The project involved two weeks in Gibdock’s No. 1 dock for the 207m loa (41,000gt) vessel within a fixed schedule, after Thomson Majesty came off her summer port rotations, in preparation for her regular winter cruising duties. The vessel left the dock on November 18, before departing the yard on November 21.
“Gibraltar is a popular destination for cruise ship calls, and it is especially satisfying when Gibdock’s capabilities for on-schedule high quality work are vindicated by a high-profile owner in the luxury cruise market,” said Richard Beards, Gibdock Managing Director. “The yard makes a vital contribution to the economy of Gibraltar, and is proactive in its service provision in this specialised ship market.
“Gibraltar Port Authority continues to make strong efforts to attract cruise ship calls, and we are delighted to showcase how our capabilities continue to align with the Gibraltar’s wider aims. It has also been a pleasure to renew our longstanding relations with Louis Cruises.”
The docking of Thomson Majesty coincided with the ship’s intermediate special survey. In addition to high pressure hull-washing and a new antifouling coating, the renewal of seals on one stabiliser and one stern thruster, pipework and anchor chain renewals and propeller polishing, the project’s scope included extensive steelworks in way of the double bottom tanks and engine tank tops. Fourteen of the ship’s lifeboats were lifted ashore for inspection and bracket renewal, while davits were also tested.
Crysanthos Crysanthou, Technical Manager, Optimum Ship Management Services, Greece, which represented the owner on this project, said: “We are delighted with the efficient way that Gibdock handled the various items of work required on Thomson Majesty, ensuring that she left the yard on schedule. For cruise ships, with pre-planned itineraries, there is no scope for any delays, and having used the yard before, we were confident that they would redeliver as promised – which they did! The location of the yard was also ideal for Thomson Majesty, which is currently undertaking a series of Mediterranean and Canary Islands cruises, meaning there was minimal deviation from its primary routes.”

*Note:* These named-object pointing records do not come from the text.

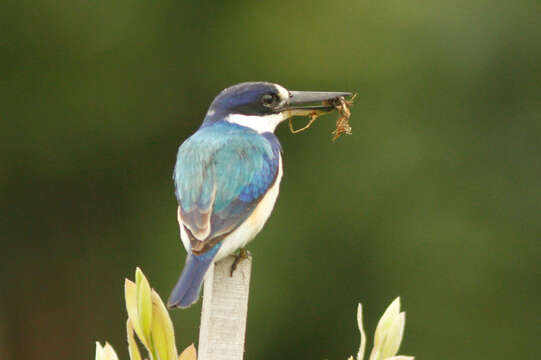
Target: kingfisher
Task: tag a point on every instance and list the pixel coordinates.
(227, 174)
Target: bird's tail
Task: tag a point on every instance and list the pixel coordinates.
(186, 291)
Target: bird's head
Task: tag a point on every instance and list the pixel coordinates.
(262, 105)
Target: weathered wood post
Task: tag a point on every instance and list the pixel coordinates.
(224, 312)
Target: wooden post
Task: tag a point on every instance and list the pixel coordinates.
(225, 308)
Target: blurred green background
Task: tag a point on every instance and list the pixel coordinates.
(436, 196)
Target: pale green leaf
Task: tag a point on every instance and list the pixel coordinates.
(109, 352)
(130, 295)
(133, 349)
(386, 321)
(394, 337)
(191, 354)
(144, 302)
(163, 335)
(362, 347)
(99, 352)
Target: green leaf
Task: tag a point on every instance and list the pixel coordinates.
(105, 352)
(163, 335)
(386, 321)
(130, 296)
(362, 347)
(144, 303)
(133, 349)
(99, 352)
(191, 354)
(394, 337)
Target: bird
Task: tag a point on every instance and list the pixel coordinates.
(227, 174)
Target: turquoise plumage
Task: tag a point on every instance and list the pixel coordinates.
(220, 173)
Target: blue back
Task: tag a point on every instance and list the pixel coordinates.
(221, 172)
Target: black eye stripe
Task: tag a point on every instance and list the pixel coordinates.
(270, 100)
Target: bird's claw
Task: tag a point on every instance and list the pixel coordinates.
(241, 255)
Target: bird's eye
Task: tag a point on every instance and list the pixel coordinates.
(270, 100)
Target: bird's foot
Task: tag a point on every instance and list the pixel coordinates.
(241, 255)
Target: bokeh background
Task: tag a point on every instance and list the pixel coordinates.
(436, 196)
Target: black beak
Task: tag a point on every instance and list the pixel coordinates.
(310, 101)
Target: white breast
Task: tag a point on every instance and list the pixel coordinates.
(250, 227)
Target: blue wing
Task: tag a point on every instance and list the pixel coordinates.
(220, 174)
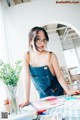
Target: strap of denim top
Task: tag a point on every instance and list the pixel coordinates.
(28, 57)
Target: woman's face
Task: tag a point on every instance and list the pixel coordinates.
(41, 41)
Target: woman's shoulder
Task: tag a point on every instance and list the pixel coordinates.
(26, 55)
(52, 53)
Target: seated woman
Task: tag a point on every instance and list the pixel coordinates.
(43, 67)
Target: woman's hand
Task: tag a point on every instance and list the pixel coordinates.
(24, 104)
(73, 92)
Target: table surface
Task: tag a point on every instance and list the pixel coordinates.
(65, 112)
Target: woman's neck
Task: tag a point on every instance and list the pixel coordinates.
(38, 53)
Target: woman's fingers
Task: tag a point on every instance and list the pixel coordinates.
(23, 104)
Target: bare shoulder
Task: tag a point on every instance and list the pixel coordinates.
(26, 57)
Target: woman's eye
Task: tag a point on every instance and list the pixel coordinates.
(38, 38)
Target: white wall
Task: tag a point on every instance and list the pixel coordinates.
(3, 46)
(22, 17)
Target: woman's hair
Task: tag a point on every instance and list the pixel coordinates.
(33, 34)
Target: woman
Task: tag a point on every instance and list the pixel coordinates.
(43, 67)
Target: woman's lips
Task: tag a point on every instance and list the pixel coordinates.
(41, 47)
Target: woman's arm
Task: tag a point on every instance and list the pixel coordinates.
(55, 64)
(25, 81)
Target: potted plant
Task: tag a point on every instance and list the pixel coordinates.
(10, 74)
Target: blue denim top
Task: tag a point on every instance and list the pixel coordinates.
(45, 82)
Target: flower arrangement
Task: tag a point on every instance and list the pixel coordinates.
(10, 74)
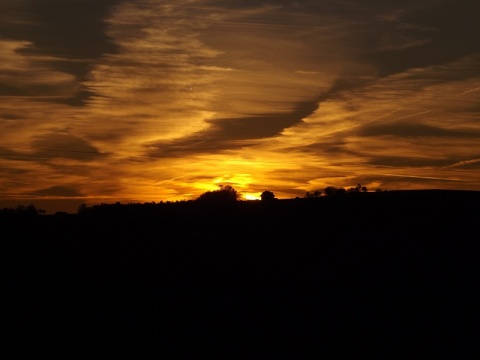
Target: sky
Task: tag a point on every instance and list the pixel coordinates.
(105, 101)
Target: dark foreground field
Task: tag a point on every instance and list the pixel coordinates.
(390, 275)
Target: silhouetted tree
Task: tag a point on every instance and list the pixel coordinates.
(267, 196)
(225, 194)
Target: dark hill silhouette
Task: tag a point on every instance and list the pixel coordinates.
(372, 275)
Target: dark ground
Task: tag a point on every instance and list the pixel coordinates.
(391, 275)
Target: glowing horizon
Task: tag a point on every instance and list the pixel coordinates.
(147, 100)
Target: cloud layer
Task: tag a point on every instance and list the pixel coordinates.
(147, 100)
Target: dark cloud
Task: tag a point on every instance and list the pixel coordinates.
(414, 130)
(64, 145)
(227, 134)
(61, 191)
(399, 161)
(72, 33)
(448, 28)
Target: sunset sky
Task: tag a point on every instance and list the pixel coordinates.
(162, 100)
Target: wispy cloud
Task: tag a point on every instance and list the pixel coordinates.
(147, 100)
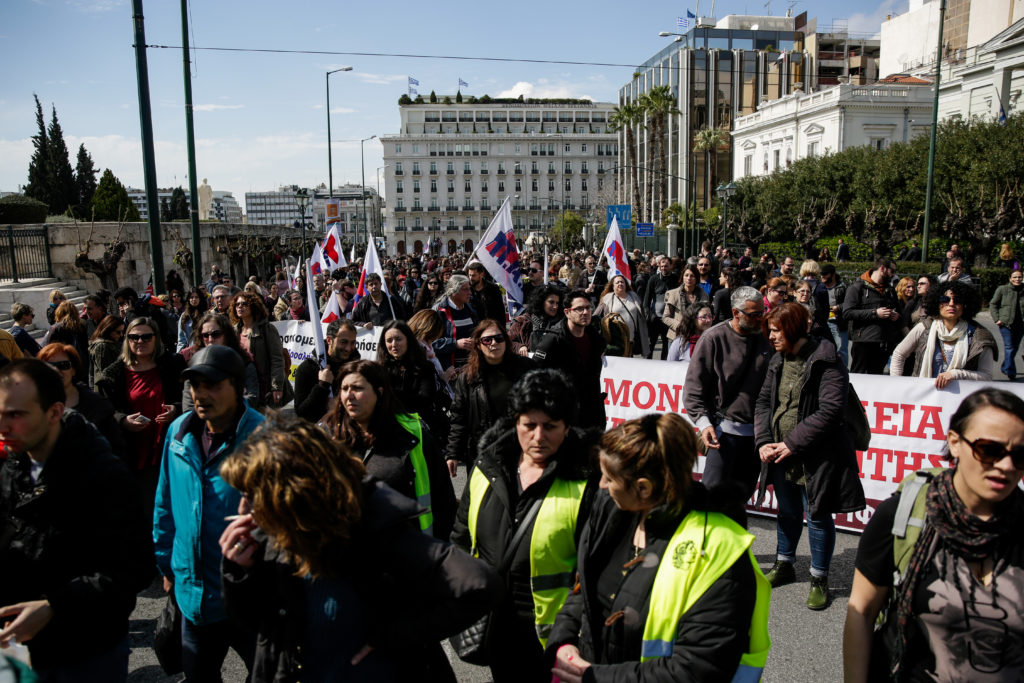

A part of the project required access holes to be cut into sections of the ship’s flat bottom. A prior inspection of the ship in Las Palmas and detailed measurements were carried out by Gibdock project manager Jonathan Pocock. “It was essential that the ship was repaired to the highest standards, but also in and out of the yard on time for her next cruise,” said Mr Pocock. “By pre-planning, we were able to prefabricate steel sections and optimise work processes during the project.”
Mr Beards added: “Our location at the gateway of the Mediterranean brings us to the attention of the cruise ship market, but we know that it is only by redelivering ships on time, on budget and to the highest quality standards that we have continued to hold that attention.”